E' nato il movimento per la riabilitazione sociale del gatto nero

    Alzi la mano chi tra voi ancora inchioda quando un gatto nero attraversa la strada. Sembra incredibile ma, stando ai dati dell’Associazione italiana difesa animali e ambiente (Aidaa), sarebbero oltre 15 milioni gli italiani che alla vista di un gatto nero fanno gli scongiuri toccando amuleti e parti del corpo, lasciando passare qualcun altro se un micio attraversa loro la strada.

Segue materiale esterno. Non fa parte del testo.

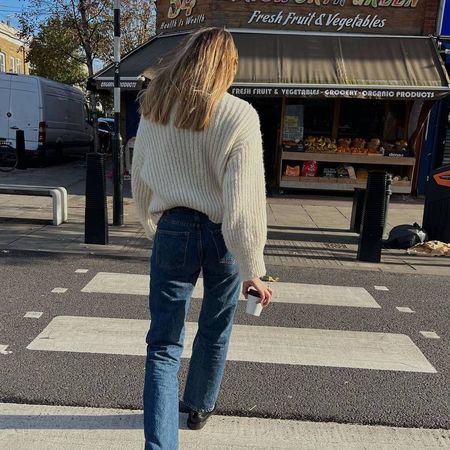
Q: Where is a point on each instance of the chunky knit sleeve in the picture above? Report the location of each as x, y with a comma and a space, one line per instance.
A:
142, 194
245, 219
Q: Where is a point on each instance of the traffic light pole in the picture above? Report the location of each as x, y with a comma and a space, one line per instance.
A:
117, 150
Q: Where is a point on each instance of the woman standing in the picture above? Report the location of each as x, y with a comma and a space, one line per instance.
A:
198, 174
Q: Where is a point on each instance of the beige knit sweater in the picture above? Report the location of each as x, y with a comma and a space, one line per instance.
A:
218, 171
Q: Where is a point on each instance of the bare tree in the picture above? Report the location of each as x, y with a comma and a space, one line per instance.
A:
92, 24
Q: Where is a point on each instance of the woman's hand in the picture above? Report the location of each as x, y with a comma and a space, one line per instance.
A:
265, 293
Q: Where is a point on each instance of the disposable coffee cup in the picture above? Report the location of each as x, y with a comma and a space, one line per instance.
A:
253, 308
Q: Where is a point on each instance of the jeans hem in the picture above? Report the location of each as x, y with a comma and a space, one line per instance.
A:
190, 406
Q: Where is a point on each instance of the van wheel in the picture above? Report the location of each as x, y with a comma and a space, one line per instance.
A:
42, 157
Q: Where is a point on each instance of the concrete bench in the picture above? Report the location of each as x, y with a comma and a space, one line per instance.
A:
58, 194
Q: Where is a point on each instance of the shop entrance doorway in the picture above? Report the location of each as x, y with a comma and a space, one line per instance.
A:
269, 111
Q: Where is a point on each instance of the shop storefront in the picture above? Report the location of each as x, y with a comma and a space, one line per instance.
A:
340, 87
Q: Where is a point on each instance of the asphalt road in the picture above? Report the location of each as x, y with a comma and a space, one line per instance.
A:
249, 389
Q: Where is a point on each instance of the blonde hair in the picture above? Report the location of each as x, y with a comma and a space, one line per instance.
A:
193, 80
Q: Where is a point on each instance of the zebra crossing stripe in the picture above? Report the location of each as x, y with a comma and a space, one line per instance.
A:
277, 345
312, 294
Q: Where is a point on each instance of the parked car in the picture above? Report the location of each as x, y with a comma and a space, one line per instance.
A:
54, 116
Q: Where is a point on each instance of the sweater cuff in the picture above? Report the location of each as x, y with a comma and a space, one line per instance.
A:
254, 267
149, 229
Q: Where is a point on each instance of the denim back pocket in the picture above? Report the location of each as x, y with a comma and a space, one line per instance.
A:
171, 248
224, 256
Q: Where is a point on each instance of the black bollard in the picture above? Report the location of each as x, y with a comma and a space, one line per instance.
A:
20, 150
96, 213
374, 216
357, 210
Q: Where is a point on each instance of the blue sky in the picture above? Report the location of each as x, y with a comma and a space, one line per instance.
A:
9, 10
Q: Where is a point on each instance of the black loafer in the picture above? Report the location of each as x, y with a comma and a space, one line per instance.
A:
197, 420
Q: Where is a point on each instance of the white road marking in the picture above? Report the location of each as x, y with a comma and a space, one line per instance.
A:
429, 334
59, 290
381, 288
312, 294
33, 315
57, 427
276, 345
3, 350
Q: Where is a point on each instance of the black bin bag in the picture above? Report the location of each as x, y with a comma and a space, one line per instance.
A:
406, 236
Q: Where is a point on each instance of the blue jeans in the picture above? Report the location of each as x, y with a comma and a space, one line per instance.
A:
186, 241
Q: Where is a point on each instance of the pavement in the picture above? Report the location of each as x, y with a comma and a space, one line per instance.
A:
349, 355
304, 230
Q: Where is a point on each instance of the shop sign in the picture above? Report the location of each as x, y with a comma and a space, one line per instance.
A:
124, 84
346, 16
393, 94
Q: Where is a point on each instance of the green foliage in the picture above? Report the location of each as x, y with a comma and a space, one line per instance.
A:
55, 53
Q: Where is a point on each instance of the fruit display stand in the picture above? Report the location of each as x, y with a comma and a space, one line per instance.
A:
388, 163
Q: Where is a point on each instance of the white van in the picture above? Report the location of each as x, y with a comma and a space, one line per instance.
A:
54, 116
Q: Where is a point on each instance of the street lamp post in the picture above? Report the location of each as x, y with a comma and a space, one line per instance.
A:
117, 150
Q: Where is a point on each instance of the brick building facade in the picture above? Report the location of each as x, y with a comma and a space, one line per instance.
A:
12, 51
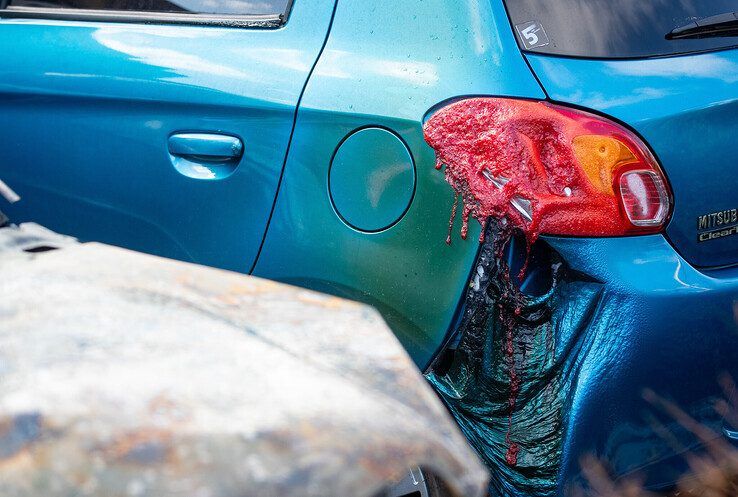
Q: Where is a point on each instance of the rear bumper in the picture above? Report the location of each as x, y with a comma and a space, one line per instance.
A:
674, 332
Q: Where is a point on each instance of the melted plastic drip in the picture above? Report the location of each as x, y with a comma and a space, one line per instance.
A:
529, 144
508, 379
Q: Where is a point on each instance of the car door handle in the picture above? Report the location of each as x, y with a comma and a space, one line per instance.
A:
205, 155
206, 147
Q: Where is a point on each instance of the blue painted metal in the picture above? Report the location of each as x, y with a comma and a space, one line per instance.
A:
87, 111
205, 155
372, 179
87, 108
686, 109
672, 328
386, 64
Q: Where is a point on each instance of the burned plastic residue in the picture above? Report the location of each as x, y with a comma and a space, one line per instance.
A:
513, 159
509, 371
508, 377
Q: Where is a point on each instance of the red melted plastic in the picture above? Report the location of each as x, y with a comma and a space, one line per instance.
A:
530, 144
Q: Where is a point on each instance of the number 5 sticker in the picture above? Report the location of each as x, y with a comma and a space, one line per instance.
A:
532, 34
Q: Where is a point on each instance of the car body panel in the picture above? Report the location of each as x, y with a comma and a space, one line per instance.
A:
686, 109
677, 333
387, 66
87, 109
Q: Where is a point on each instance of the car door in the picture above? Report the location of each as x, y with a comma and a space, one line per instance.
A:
158, 125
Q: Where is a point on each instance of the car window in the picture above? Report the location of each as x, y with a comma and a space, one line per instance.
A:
614, 28
213, 7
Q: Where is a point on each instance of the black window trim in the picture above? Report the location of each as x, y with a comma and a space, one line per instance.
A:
266, 21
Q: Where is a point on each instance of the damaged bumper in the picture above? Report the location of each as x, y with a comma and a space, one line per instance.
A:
539, 381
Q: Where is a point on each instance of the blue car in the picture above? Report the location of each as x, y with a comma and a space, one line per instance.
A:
298, 141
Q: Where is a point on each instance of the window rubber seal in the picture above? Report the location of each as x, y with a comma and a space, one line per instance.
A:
264, 21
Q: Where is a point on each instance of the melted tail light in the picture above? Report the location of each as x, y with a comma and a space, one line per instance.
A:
547, 169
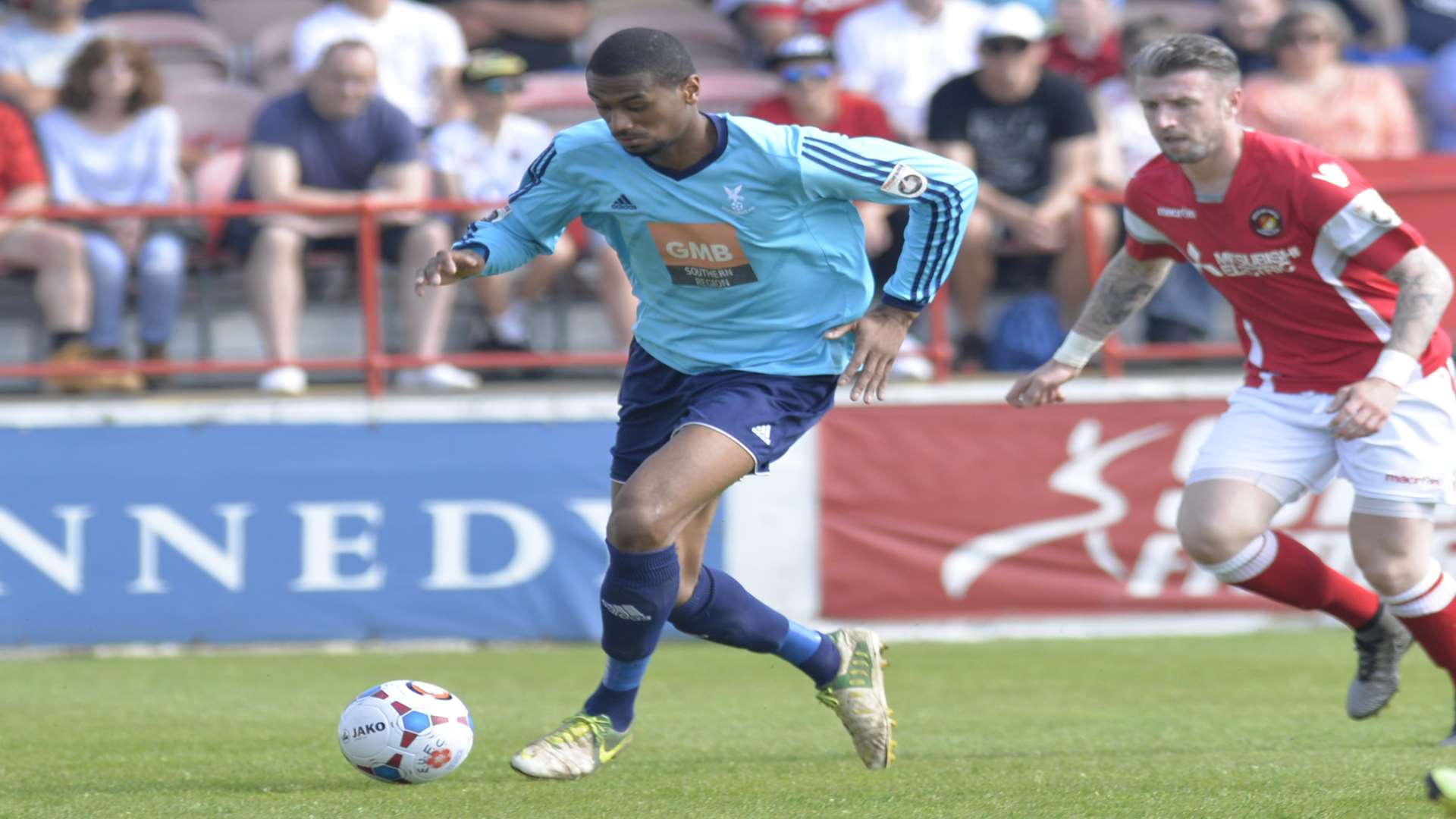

    Ma c’è di peggio, dagli scongiuri si passa ai fatti e la vera sfortuna ce l’hanno i gatti. Sarebbero circa 30.000 i gatti neri uccisi nel 2009 in Italia a causa della superstizione o durante i riti satanici o esoterici e Halloween è la ricorrenza dell’anno in cui ne vengono sterminati di più.

    Per dire basta a questi pregiudizi da Medioevo, è nato a Roma dieci giorni fa il “Movimento per la riabilitazione sociale del gatto nero“. L’atto di fondazione è stato sottoscritto, venerdi’ 17 settembre alle 17 e la scelta del giorno e dell’ora non è casuale. L’iniziativa, promossa da Aidaa  e dal gruppo ‘Canone inverso’, rilancia così la giornata del gatto nero che si celebra ogni anno il 17 novembre. “Proporremo”, ha detto Lorenzo Croce, presidente nazionale di Aidaa, “varie iniziative sul territorio a partire dalla giornata del gatto nero del prossimo 17 novembre, dove si affronteranno iettatori napoletani e gatti neri. Vedremo chi dei due porti davvero sfortuna”.